Con cáustico sarcasmo escarneció Voltaire todas las cosas sagradas para el hombre. En carta a d’Alembert decía: “Con el ridículo todo se corrompe, y ésta es mi arma más poderosa”. De tal arma se sirven los franceses ahora, blandiendo de inconmensurable grosería la escenificación de la sátira grotesca y la burla, una vez más, hacia los cristianos, como si nada deseasen más que aquello que les pueda abofetear y martirizar su idolatrado mundo en el que con placer nauseabundo se regocijan en su propio lodazal.

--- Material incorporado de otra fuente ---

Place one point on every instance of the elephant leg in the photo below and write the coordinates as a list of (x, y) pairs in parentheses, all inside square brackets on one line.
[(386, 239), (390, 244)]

Todo estaba premeditado, como si una estrategia cristofóbica persecutoria y penitenciaria estuviera en juego y debiera contemplarse en todo el mundo; sin más límites a la libertad que los impuestos por quienes pretenden el hostigamiento hacia el cristianismo provocado por la dominación y la crueldad de un poder que humilla pero ignora estar recogiendo sus propias miserias para eternizar la tragedia de las consecuencias de un hombre alejado de Dios. Mancillar gratuitamente al cristianismo, sin piedad alguna, se ha convertido en el principal de los objetivos de ciertos “lobbies” privados de toda moralidad, arremetiendo con violencia ideológica desde su propia deformidad cualquier alternativa a su miserable visión del mundo.

“Pasión y locura se han mantenido cerca una de la otra. La posibilidad de la locura se ofrece en el hecho mismo de la pasión”. En todos los tiempos, vendría a decir el pensador francés Michel Foucault, hubo personas “marginales”, que escapan a las reglas comunes. Son individuos castigados por una gran pasión. Las pasiones pueden provocar movimientos en el ser humano que lo excitan y lleven a obsesiones, incluso a un estado de locura. No puedo dejar de pensar en quienes las aspiraciones evangelizadoras terminaron por convertirse paradójicamente en los crímenes más abyectos, como es el sufrimiento de los inocentes, como si a determinadas personas con alguna ascendencia les estuviese permitido cometer crímenes necesarios porque son ellos los que empujan al mundo hacia un futuro mejor.

Pero igualmente no es tolerable el pertinaz abuso proveniente de almas mediocres empeñadas en deformar la imagen de la Iglesia, avergonzando la humildad de tantas vidas que se sacrifican a diario por amor a Dios y al prójimo. A fuerza de ser importuno y molesto, un cristiano en la actualidad debe comportarse de un modo “ridículo” o negará a Cristo; ser risible antes que callar delante del espectáculo vejador e infame, irreverente y obsceno al que nos somete el mundo; débiles hasta el extremo, pero seguros de Aquél en quien encontramos nuestra fuerza; convertidos en objeto eterno de escarnio a los ojos de todos, pero dispuestos a dar la cara por Cristo para no ser negados por él.

No hay que callar, como pretendía Erasmo, al decir que los apóstoles vivieran alejados de cualquier preocupación, mudos ante la sabiduría de este mundo. Al contrario, ante tanto atropello, aunque seamos encarcelados como lo fueron los propios apóstoles, o acabemos internados en un una clínica suiza como le ocurre al príncipe Mishkin en El Idiota de Dostoievski, o nos traten como quijotes que sólo merecen el desprecio y la mofa del mundo, “hemos venido a ser necios por amor a Cristo”, queremos ser respetados ante cualquier cinismo y dominación, aunque tengamos que soportar las humillaciones de quienes pretenden nuestro arrinconamiento y ante las que nuestra respuesta, lejos de parecer otra, será la locura del amor, la más parecida al destino terrenal de Cristo: un fracaso a los ojos del mundo, pero necesario, porque “si el grano de trigo no cae en tierra y muere, queda él solo; pero si muere, da mucho fruto”.